Norbert shook his head in disbelief.
“Okay. You can have a barrel, by all means,” he said, “but don’t say I didn’t warn you. The biggest I’ve got is a tun. That holds about two hundred and forty gallons.”
“Will that be large enough?” queried Septimus.
“Should be,” said Norbert. “My old dad drowned in one of those. In his own booze, too.”
“And do you have any luxuries for me to chew, like Dodgy Knees did?”
Norbert gave him a withering look, which needed no explanation.
I have no idea for how long Diogenes lived in a barrel, but Septimus lasted exactly eight days. This is unsurprising, as the climate on the island of Hopeless, Maine is far less agreeable than that enjoyed by the people of Greece, ancient or modern. A miserable mixture of rain and fog, coupled with thirst and hunger, conspired to end his Cynical aspirations forever.

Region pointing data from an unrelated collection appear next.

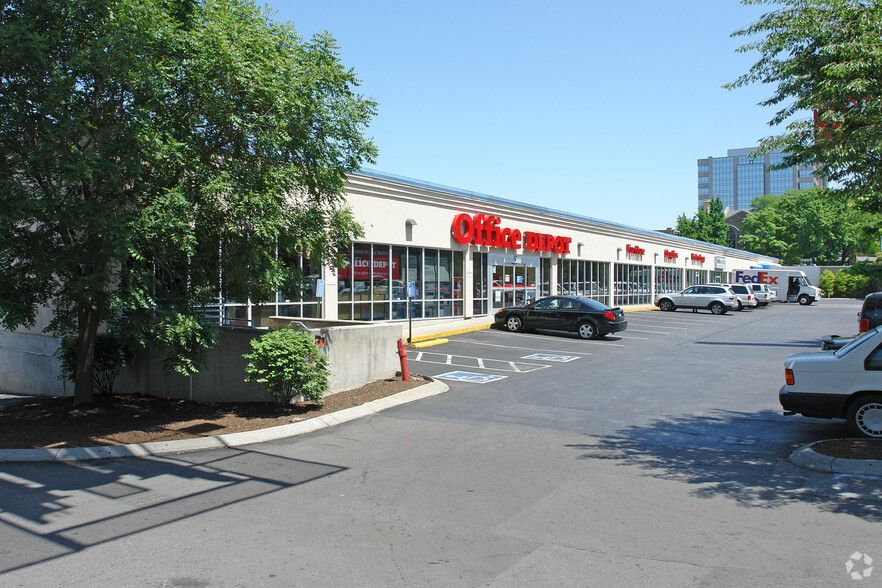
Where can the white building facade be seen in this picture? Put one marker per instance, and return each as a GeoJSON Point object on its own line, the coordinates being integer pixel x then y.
{"type": "Point", "coordinates": [457, 254]}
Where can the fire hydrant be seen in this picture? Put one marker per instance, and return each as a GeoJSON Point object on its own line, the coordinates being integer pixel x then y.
{"type": "Point", "coordinates": [402, 355]}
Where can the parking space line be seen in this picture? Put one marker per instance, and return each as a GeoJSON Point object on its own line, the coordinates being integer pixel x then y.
{"type": "Point", "coordinates": [527, 348]}
{"type": "Point", "coordinates": [581, 341]}
{"type": "Point", "coordinates": [477, 362]}
{"type": "Point", "coordinates": [650, 332]}
{"type": "Point", "coordinates": [656, 323]}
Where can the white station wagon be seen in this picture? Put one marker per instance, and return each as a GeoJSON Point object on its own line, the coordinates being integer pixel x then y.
{"type": "Point", "coordinates": [844, 384]}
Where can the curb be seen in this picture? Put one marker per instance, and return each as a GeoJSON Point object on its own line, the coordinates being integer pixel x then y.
{"type": "Point", "coordinates": [229, 440]}
{"type": "Point", "coordinates": [808, 458]}
{"type": "Point", "coordinates": [450, 333]}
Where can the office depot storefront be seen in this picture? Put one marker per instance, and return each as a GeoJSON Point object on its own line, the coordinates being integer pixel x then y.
{"type": "Point", "coordinates": [457, 254]}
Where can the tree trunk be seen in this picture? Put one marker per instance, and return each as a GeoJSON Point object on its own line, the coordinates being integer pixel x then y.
{"type": "Point", "coordinates": [87, 323]}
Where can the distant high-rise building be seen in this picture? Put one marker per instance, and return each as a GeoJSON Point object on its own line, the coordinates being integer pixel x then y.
{"type": "Point", "coordinates": [740, 177]}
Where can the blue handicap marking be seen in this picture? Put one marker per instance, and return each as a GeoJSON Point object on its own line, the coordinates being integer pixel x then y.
{"type": "Point", "coordinates": [470, 377]}
{"type": "Point", "coordinates": [547, 357]}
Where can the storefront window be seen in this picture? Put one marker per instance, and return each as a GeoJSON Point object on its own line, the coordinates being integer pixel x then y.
{"type": "Point", "coordinates": [298, 299]}
{"type": "Point", "coordinates": [668, 279]}
{"type": "Point", "coordinates": [375, 286]}
{"type": "Point", "coordinates": [583, 278]}
{"type": "Point", "coordinates": [481, 284]}
{"type": "Point", "coordinates": [632, 284]}
{"type": "Point", "coordinates": [696, 277]}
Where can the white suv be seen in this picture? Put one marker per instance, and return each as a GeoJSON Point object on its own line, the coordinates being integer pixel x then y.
{"type": "Point", "coordinates": [714, 297]}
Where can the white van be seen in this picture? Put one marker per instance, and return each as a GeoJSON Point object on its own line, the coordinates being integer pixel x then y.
{"type": "Point", "coordinates": [789, 285]}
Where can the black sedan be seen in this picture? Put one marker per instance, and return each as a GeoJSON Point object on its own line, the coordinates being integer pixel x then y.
{"type": "Point", "coordinates": [589, 318]}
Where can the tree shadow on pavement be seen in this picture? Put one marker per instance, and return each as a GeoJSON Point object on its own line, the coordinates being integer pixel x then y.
{"type": "Point", "coordinates": [742, 456]}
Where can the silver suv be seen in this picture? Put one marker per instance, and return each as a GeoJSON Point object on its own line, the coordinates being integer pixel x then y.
{"type": "Point", "coordinates": [714, 297]}
{"type": "Point", "coordinates": [745, 296]}
{"type": "Point", "coordinates": [762, 293]}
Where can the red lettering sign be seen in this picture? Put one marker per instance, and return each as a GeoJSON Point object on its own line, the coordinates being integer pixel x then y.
{"type": "Point", "coordinates": [360, 269]}
{"type": "Point", "coordinates": [485, 230]}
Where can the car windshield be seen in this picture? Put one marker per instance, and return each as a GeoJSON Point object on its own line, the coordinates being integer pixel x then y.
{"type": "Point", "coordinates": [593, 304]}
{"type": "Point", "coordinates": [845, 350]}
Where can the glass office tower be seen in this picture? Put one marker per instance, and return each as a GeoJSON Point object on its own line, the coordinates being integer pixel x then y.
{"type": "Point", "coordinates": [740, 177]}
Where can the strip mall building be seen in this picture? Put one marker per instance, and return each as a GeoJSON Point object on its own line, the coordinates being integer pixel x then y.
{"type": "Point", "coordinates": [459, 255]}
{"type": "Point", "coordinates": [463, 255]}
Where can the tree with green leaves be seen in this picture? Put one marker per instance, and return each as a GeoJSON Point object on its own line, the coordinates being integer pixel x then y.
{"type": "Point", "coordinates": [814, 225]}
{"type": "Point", "coordinates": [708, 224]}
{"type": "Point", "coordinates": [155, 154]}
{"type": "Point", "coordinates": [825, 59]}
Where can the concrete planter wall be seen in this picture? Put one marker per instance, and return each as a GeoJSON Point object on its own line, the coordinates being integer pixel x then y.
{"type": "Point", "coordinates": [357, 354]}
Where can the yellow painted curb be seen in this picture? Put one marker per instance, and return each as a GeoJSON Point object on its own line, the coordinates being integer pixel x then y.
{"type": "Point", "coordinates": [449, 333]}
{"type": "Point", "coordinates": [428, 343]}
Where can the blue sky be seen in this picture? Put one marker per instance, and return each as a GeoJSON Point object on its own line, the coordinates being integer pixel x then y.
{"type": "Point", "coordinates": [595, 108]}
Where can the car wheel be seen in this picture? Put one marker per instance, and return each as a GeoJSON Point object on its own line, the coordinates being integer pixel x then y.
{"type": "Point", "coordinates": [665, 305]}
{"type": "Point", "coordinates": [514, 324]}
{"type": "Point", "coordinates": [865, 417]}
{"type": "Point", "coordinates": [587, 330]}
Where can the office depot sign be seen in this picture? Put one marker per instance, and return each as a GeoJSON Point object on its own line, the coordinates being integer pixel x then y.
{"type": "Point", "coordinates": [485, 230]}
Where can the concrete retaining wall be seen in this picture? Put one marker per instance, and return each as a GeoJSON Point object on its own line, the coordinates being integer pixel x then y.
{"type": "Point", "coordinates": [357, 354]}
{"type": "Point", "coordinates": [30, 365]}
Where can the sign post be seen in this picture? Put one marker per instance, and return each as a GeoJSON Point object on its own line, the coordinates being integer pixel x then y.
{"type": "Point", "coordinates": [411, 292]}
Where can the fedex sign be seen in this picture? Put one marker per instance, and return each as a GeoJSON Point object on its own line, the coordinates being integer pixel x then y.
{"type": "Point", "coordinates": [755, 278]}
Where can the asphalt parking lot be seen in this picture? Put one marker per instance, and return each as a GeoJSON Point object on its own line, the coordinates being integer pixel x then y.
{"type": "Point", "coordinates": [718, 373]}
{"type": "Point", "coordinates": [652, 458]}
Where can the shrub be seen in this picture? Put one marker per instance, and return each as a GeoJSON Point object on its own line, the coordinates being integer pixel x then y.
{"type": "Point", "coordinates": [289, 364]}
{"type": "Point", "coordinates": [111, 354]}
{"type": "Point", "coordinates": [826, 281]}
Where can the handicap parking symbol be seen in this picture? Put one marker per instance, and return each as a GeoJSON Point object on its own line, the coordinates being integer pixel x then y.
{"type": "Point", "coordinates": [470, 377]}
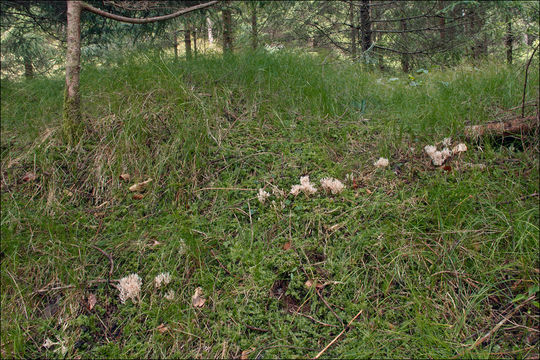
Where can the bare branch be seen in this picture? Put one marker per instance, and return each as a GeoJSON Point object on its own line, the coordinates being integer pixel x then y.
{"type": "Point", "coordinates": [97, 11]}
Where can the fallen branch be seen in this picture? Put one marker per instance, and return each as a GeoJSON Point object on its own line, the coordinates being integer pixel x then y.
{"type": "Point", "coordinates": [313, 319]}
{"type": "Point", "coordinates": [95, 281]}
{"type": "Point", "coordinates": [256, 328]}
{"type": "Point", "coordinates": [236, 189]}
{"type": "Point", "coordinates": [328, 306]}
{"type": "Point", "coordinates": [337, 336]}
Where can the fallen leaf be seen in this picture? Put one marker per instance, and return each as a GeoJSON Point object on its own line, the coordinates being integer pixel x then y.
{"type": "Point", "coordinates": [162, 328]}
{"type": "Point", "coordinates": [29, 177]}
{"type": "Point", "coordinates": [92, 300]}
{"type": "Point", "coordinates": [139, 186]}
{"type": "Point", "coordinates": [198, 300]}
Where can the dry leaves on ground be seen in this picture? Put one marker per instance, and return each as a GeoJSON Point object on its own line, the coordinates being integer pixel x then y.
{"type": "Point", "coordinates": [198, 300]}
{"type": "Point", "coordinates": [92, 301]}
{"type": "Point", "coordinates": [139, 186]}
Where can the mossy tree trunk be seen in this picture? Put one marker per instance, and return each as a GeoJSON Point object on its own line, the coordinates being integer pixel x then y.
{"type": "Point", "coordinates": [254, 29]}
{"type": "Point", "coordinates": [72, 119]}
{"type": "Point", "coordinates": [187, 42]}
{"type": "Point", "coordinates": [28, 68]}
{"type": "Point", "coordinates": [354, 30]}
{"type": "Point", "coordinates": [71, 123]}
{"type": "Point", "coordinates": [227, 31]}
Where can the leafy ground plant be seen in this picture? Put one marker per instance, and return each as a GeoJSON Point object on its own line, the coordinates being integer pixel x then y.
{"type": "Point", "coordinates": [429, 261]}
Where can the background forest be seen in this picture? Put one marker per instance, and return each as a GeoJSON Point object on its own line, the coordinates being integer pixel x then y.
{"type": "Point", "coordinates": [261, 179]}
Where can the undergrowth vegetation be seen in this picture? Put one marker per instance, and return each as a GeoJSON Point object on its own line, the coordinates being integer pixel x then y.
{"type": "Point", "coordinates": [433, 257]}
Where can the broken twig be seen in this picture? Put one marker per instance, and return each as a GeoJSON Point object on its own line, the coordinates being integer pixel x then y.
{"type": "Point", "coordinates": [337, 336]}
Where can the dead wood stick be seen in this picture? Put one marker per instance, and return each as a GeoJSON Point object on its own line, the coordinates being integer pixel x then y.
{"type": "Point", "coordinates": [313, 319]}
{"type": "Point", "coordinates": [499, 324]}
{"type": "Point", "coordinates": [238, 189]}
{"type": "Point", "coordinates": [95, 281]}
{"type": "Point", "coordinates": [328, 306]}
{"type": "Point", "coordinates": [337, 336]}
{"type": "Point", "coordinates": [256, 328]}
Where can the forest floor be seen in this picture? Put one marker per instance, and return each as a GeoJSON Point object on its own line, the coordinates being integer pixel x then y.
{"type": "Point", "coordinates": [430, 262]}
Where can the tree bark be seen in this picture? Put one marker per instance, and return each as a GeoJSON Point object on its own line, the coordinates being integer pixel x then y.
{"type": "Point", "coordinates": [365, 25]}
{"type": "Point", "coordinates": [28, 69]}
{"type": "Point", "coordinates": [404, 55]}
{"type": "Point", "coordinates": [254, 30]}
{"type": "Point", "coordinates": [508, 39]}
{"type": "Point", "coordinates": [194, 35]}
{"type": "Point", "coordinates": [71, 124]}
{"type": "Point", "coordinates": [354, 30]}
{"type": "Point", "coordinates": [227, 30]}
{"type": "Point", "coordinates": [442, 22]}
{"type": "Point", "coordinates": [210, 34]}
{"type": "Point", "coordinates": [129, 20]}
{"type": "Point", "coordinates": [187, 42]}
{"type": "Point", "coordinates": [175, 39]}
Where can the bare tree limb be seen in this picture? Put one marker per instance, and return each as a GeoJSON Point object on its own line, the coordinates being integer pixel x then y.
{"type": "Point", "coordinates": [97, 11]}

Ironically, it was Bartholomew Middlestreet who found him, and rolled the barrel, with Septimus inside, back to The Squid and Teapot, where he was put in a guest bed until he recovered.
“That would be the same Bartholomew Middlestreet who you accused of having an ulterior motive for helping people,” pointed out Philomena Bucket.
“I was wrong,” admitted Septimus. “But I’d love to know how Dodgy Knees survived, when I couldn’t.”
“It must have been all of those luxuries that he was chewing,” said Philomena.